Tuesday, May 15, 2007

College in Credit Card Nation

Having just made it through one college admission season in Credit Card Nation, I am bracing for the next. One of the down sides of being involved in the Higher Ed Biz is that people with college-age children believe or hope that we who are on The Job can give some kind of useful advice about how to get into a great school. This often leaves the Radical in a tough spot. For example, I honestly don't know why people do or do not get into Zenith, since I imagine, like everything else, it changes from year to year and I haven't seen a first-year file for four years. And even if I had, I still couldn't tell you. Different applicants fill different instutional desires, and those desires are not always predictable. My students exhibit a range of talents and abilities about which I cannot generalize in any useful way, or translate into a "good" application. Some write well; others write poorly. Some are good at managing school; others might be better off renting a loft and creating art full-time. Some seem like unusually original thinkers, others are as conventional, and as successful, as Hillary Clinton or Barack Obama. But I have no idea *why* any of them got in. Or why other talented students whose heart's desire was to climb Zenith's heights did not.

And of course there is that nice lady at MIT who could get other people into college, but didn't go herself. Maybe that's the ticket: work your way to the top instead of going to college, like Horatio Alger.

But I digress. This summer, the aspirants will begin to descend again: the children of friends; or the children of friends of friends; or the children of colleagues at Big Research Institutions, people who would never want to work at anything but an R-I school but who are clear that their children will get a better shot at a good education at a small school. And at least half of those who actually come to Zenith will be paying the bill with borrowed money, something they will try not to think about now.

I will admit that I do know some things about the choices available in higher education: for example, why you would choose a place *like* Zenith rather than an equally selective big university. I can also offer my view on, specifically, what the specific strengths and weaknesses of Zenith are at this moment in time. But honestly, much as I do think we offer an excellent education, I don't know why anyone would choose a private school over a public school nowadays, when the bill for a student entering Zenith and its peer institutions in the fall will be close to $200K for four years. And when they are going to pay up to 9% interest on at least half that money for several decades.

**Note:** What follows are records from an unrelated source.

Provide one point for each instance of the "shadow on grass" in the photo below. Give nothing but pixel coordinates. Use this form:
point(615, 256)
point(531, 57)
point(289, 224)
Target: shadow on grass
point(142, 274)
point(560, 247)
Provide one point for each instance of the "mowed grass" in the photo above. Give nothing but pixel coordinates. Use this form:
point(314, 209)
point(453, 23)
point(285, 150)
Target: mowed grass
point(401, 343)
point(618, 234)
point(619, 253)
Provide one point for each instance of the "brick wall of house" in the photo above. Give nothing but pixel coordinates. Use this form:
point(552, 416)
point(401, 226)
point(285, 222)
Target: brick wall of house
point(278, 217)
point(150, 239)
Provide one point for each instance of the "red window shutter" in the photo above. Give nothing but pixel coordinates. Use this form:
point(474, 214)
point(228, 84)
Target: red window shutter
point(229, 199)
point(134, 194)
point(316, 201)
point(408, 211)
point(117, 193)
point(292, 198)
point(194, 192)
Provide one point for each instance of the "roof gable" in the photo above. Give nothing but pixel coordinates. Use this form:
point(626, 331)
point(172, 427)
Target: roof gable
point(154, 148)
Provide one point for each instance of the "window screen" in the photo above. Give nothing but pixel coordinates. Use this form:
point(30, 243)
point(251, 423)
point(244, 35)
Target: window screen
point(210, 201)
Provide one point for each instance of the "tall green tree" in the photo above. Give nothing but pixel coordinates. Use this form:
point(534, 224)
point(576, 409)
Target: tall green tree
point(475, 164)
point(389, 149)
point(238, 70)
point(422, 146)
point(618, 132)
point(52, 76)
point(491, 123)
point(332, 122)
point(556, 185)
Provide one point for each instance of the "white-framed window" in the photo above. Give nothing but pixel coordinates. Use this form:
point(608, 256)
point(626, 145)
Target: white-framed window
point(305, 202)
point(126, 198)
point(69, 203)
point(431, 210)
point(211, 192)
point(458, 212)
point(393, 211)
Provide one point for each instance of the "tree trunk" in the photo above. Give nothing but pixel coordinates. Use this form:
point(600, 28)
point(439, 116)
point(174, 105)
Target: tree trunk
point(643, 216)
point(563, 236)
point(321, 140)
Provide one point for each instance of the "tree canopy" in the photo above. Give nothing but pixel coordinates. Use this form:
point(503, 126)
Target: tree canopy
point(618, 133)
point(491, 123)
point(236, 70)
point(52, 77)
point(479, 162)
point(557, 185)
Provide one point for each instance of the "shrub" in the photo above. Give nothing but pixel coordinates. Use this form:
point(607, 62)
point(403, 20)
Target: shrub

Note: this is one reason why some of us don't have children. If I had that much money, I would want to spend it on myself. And now that I have seen Julie Christie do the mental dissolve in front of her husband's eyes in "Away From Her" I also know I wouldn't spend that money on assisted living either.

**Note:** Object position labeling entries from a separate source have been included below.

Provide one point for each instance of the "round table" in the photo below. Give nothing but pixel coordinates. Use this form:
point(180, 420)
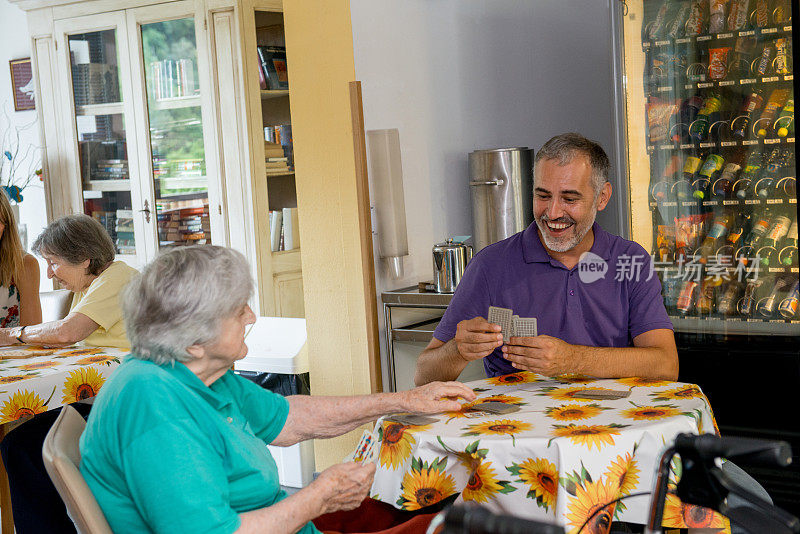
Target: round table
point(557, 459)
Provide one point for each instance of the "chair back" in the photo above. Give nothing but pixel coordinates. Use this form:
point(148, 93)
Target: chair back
point(62, 459)
point(55, 304)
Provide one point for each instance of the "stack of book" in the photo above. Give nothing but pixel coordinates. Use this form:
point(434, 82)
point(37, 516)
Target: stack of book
point(276, 160)
point(94, 83)
point(110, 169)
point(272, 73)
point(125, 241)
point(284, 229)
point(184, 226)
point(109, 221)
point(278, 144)
point(172, 78)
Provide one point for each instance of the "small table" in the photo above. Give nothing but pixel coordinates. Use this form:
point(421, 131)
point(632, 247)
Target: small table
point(557, 459)
point(45, 379)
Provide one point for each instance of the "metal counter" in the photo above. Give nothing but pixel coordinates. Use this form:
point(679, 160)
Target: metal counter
point(422, 331)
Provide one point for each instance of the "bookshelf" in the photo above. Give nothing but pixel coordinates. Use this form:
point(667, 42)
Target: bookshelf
point(279, 176)
point(329, 274)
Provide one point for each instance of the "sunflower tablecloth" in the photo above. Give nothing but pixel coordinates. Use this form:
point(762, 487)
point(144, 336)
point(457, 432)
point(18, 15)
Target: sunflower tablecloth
point(558, 459)
point(51, 377)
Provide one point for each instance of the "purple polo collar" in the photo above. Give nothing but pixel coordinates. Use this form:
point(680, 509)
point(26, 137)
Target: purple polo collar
point(534, 252)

I'm thinking Paris. Or early retirement. Or early retirement in Paris.

Anyway, back to colleges. Thanks to the muck-raking Andrew Cuomo and the string he pulled in New York state that is unravelling the national sweater, I would advise everyone who is sending a child to college to shop for a student loan like they would shop for a gas grill or a car. How about those Republican bastards, having cleaned out the elderly, the sick and the poor, going after students too? The latest bunch of criminals to fall into the net are Sallie Mae and JP Morgan. Of course, the name Morgan should all make us think "robber baron" anyway, so who's surprised? And Sallie Mae, in addition to making loans to captive audiences that will never make a nickel without a B.A., also issues a credit card, which should cause people to smell a rat. Presumably, you can also charge your books and airline tickets at up to 30% interest, now the highest legal commercial lending rate permitted by -- you guessed it, a Republican Congress that repeatedly raised the ceiling on interest rates.

Come to think of it, why have we made student loans a for-profit industry at all? Sorry, I forgot. The free market. An end to government supporting the weak, the poor and the oppressed. Better to be Credit Card Nation than Wimp Nation.

Well wait -- back off the cynicism a minute, Radical. I guess we *were* surprised that the colleges and universities themselves, non-profit institutions all, were actually getting paid to allow education lenders to rip off college and graduate students. Who knew?

Surprise! As it turns out, the Department of Education in a Republican Administration knew at least four years ago, although this is a story that has not been particularly well covered except on National Public Radio, where you can listen to part of the hearings. Secretary of Education Margaret Spellings who, like everybody else in the Bush cabinet now spends her time either testifying before a congressional committee or preparing to do so, was unable to respond adequately last Thursday when George Miller (D-California) asked her why the Department knew about the "gifts" (aka, graft, or kickbacks) given to financial aid officers and did nothing to stop it. You can also read about it here, thanks to a link to the Guardian's story from Anya Kamenetz's excellent blog Generation Debt (methinks there is a book too, but start with the blog.)

You will be glad to know the Democratic Congress has just passed legislation to stop this gift-giving, although they have not yet taken action to end the gifts they and their re-election campaigns receive. Another day, perhaps.

You will also be glad to know that, luckily for the students who are already saddled with these loans, there is a built-in way to pay them back in less than twenty or thirty years. You can join the military and earn from partial to full repayment of your loans by getting parts of your body shot off in Iraq or Afghanistan.